The young professionals also look ahead and collectively identify key areas that they believe need to be addressed to make nuclear energy a part of a sustainable future. They emphasize the importance of governments assuring the independence of regulatory agencies. They stress that beyond the physical consequences of an accident, the social and psychological effects of exposure must be fully incorporated into accident response activities via active community engagement both before and after an accident. The young professionals envision new forms of crisis communication and management that rely on engaging citizens through public intellectuals and citizen-science networks, participatory real-time data collection, and radiation mapping.
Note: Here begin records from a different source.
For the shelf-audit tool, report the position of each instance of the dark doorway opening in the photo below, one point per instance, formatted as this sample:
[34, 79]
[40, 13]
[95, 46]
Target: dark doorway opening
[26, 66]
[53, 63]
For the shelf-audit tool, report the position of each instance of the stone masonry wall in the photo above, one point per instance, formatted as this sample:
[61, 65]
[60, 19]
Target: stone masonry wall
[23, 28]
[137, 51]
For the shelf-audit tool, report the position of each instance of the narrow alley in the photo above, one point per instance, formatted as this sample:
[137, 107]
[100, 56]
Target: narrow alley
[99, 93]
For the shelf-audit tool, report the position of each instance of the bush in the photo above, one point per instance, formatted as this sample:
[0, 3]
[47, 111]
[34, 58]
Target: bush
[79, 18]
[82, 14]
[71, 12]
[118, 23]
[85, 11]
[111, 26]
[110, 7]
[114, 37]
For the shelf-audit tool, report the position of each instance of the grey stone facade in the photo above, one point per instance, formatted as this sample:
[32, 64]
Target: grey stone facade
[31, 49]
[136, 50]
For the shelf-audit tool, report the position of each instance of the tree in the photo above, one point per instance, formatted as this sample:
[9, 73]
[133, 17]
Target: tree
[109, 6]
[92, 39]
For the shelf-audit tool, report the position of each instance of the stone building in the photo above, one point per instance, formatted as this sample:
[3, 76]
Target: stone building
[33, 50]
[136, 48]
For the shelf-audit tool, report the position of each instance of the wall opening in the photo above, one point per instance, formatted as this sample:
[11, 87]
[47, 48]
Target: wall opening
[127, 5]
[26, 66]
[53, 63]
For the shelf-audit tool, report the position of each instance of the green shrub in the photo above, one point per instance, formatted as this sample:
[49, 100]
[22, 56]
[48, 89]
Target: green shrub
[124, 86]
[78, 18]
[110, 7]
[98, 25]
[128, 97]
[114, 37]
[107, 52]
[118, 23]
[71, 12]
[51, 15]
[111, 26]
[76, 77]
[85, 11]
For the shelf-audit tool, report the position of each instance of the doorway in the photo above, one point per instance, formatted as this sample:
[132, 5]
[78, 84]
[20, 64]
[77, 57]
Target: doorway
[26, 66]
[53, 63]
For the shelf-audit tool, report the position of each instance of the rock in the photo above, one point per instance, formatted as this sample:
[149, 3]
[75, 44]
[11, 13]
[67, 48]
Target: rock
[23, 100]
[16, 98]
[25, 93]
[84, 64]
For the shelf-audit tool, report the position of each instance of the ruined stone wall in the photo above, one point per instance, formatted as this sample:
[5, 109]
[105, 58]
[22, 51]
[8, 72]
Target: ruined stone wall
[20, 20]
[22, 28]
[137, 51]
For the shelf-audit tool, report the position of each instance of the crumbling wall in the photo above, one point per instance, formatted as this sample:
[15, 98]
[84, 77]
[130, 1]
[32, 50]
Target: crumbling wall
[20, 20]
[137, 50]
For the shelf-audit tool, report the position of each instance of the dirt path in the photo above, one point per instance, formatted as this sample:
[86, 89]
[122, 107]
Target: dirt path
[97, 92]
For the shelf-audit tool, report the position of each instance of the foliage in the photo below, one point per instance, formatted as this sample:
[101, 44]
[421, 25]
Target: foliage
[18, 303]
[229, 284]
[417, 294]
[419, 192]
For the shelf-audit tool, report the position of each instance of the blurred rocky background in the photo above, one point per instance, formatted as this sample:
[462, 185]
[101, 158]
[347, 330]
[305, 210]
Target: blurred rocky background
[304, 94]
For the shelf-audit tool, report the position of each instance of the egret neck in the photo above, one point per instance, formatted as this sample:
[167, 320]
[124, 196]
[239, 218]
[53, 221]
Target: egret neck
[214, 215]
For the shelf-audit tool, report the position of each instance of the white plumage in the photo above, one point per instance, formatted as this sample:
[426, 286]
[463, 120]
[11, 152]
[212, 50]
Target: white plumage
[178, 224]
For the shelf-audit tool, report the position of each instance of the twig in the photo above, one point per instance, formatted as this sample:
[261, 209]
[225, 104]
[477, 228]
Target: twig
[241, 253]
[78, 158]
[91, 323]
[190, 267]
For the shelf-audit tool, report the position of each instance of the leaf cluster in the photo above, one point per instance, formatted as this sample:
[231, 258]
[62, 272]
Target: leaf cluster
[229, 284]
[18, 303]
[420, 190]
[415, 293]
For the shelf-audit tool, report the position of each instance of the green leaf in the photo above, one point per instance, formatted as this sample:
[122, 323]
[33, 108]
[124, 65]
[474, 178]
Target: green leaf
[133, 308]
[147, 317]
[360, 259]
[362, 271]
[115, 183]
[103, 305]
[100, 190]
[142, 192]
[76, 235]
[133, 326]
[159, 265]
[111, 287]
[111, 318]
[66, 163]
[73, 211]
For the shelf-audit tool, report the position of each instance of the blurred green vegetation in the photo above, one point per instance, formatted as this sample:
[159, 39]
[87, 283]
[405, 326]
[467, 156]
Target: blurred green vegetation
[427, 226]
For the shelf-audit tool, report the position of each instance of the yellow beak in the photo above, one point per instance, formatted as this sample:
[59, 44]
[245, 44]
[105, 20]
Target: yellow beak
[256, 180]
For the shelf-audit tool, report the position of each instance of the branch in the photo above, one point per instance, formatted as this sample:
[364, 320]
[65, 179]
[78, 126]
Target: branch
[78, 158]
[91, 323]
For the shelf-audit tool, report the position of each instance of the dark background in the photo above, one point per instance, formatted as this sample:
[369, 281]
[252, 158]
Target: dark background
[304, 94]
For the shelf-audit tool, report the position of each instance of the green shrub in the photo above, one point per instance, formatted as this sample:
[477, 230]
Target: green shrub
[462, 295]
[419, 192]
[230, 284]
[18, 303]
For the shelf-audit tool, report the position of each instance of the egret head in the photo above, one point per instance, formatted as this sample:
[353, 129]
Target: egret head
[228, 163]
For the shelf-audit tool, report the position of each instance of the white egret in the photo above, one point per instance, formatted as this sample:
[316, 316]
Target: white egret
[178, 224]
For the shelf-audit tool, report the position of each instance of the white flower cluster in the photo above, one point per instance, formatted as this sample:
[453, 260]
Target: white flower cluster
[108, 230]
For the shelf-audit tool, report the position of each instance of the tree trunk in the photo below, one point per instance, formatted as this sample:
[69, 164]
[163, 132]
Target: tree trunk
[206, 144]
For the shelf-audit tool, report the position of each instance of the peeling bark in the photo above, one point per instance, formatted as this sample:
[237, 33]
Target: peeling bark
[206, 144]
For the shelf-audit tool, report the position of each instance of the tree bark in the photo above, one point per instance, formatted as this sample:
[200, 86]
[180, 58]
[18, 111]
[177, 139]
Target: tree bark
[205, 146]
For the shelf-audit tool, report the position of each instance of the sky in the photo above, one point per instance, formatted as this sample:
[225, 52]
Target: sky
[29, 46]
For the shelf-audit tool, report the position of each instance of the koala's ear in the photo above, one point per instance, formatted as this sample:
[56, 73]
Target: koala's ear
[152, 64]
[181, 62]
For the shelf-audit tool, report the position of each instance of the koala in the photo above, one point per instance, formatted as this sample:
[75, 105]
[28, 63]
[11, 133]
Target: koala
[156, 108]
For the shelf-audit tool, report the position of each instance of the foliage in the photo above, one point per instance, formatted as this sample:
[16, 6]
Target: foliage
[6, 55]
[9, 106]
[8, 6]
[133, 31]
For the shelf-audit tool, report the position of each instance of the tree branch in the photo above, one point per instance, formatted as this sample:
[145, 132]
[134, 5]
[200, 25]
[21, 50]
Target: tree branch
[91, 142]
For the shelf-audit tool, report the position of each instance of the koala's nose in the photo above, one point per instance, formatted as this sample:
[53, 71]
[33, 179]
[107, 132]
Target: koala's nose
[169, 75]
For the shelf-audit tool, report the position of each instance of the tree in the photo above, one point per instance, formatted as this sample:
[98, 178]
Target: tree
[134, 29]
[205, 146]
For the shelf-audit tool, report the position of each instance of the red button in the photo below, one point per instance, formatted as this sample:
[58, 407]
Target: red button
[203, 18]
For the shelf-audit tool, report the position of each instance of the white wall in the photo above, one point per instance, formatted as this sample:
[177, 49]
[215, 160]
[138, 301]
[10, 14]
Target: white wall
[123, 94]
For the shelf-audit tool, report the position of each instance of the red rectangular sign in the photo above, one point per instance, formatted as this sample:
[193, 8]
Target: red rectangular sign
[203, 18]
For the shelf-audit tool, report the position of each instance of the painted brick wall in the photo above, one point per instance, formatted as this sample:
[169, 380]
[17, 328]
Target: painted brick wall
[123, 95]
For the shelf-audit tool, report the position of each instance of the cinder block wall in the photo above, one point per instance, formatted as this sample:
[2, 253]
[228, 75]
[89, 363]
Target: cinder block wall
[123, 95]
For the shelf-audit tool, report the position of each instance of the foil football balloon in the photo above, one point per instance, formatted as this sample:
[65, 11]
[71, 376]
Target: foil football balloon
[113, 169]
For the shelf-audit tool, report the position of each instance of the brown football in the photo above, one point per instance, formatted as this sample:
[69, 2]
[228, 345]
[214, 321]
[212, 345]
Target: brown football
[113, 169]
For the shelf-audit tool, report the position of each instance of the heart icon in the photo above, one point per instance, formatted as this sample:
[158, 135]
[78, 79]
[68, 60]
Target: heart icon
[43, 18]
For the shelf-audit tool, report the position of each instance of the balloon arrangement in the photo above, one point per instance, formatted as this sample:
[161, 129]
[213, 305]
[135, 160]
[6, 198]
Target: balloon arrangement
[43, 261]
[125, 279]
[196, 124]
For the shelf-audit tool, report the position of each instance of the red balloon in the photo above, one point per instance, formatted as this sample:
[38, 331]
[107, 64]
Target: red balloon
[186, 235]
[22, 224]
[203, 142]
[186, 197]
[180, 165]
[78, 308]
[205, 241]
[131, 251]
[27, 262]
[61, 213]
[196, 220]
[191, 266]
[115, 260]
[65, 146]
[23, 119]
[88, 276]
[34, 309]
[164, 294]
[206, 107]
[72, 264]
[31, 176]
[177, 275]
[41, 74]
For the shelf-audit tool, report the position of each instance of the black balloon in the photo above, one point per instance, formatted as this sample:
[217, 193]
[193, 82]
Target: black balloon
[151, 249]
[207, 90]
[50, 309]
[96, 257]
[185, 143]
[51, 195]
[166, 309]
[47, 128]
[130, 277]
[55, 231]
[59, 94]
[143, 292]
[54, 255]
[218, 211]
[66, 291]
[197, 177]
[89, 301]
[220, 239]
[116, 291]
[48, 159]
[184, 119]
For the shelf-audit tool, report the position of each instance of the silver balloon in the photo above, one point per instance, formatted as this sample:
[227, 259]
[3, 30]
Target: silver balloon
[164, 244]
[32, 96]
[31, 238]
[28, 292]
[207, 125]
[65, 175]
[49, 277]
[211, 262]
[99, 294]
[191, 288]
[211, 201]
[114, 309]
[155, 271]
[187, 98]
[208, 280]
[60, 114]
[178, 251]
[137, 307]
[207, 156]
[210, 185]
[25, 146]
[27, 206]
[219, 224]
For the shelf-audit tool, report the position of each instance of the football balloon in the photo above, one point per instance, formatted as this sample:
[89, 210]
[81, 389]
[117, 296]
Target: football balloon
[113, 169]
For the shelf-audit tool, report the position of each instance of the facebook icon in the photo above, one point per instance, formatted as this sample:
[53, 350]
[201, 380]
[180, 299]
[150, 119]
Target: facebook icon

For them, a major lesson is the imperative to provide full and timely information for the public, so it can make informed decisions both in crisis response and in assessing nuclear power as a low-carbon option in a rapidly warming world.

This Young Professionals Nuclear Forum demonstrated again that cooperation between Russians and Americans on nuclear issues is possible and can be productive—even during the disruption of a global pandemic. It underscores the objective of our efforts to turn to the younger generation at a time when most official avenues of US-Russia cooperation on nuclear issues has been terminated: After all, it is that younger generation which will have to live with the consequences, if their countries no longer cooperate to mitigate global nuclear dangers.

Editor’s note: The Young Professionals Nuclear Forum cooperation is supported by the John D. and Catherine T. MacArthur Foundation and the Carnegie Corporation of New York, both of which are also funders of the Bulletin.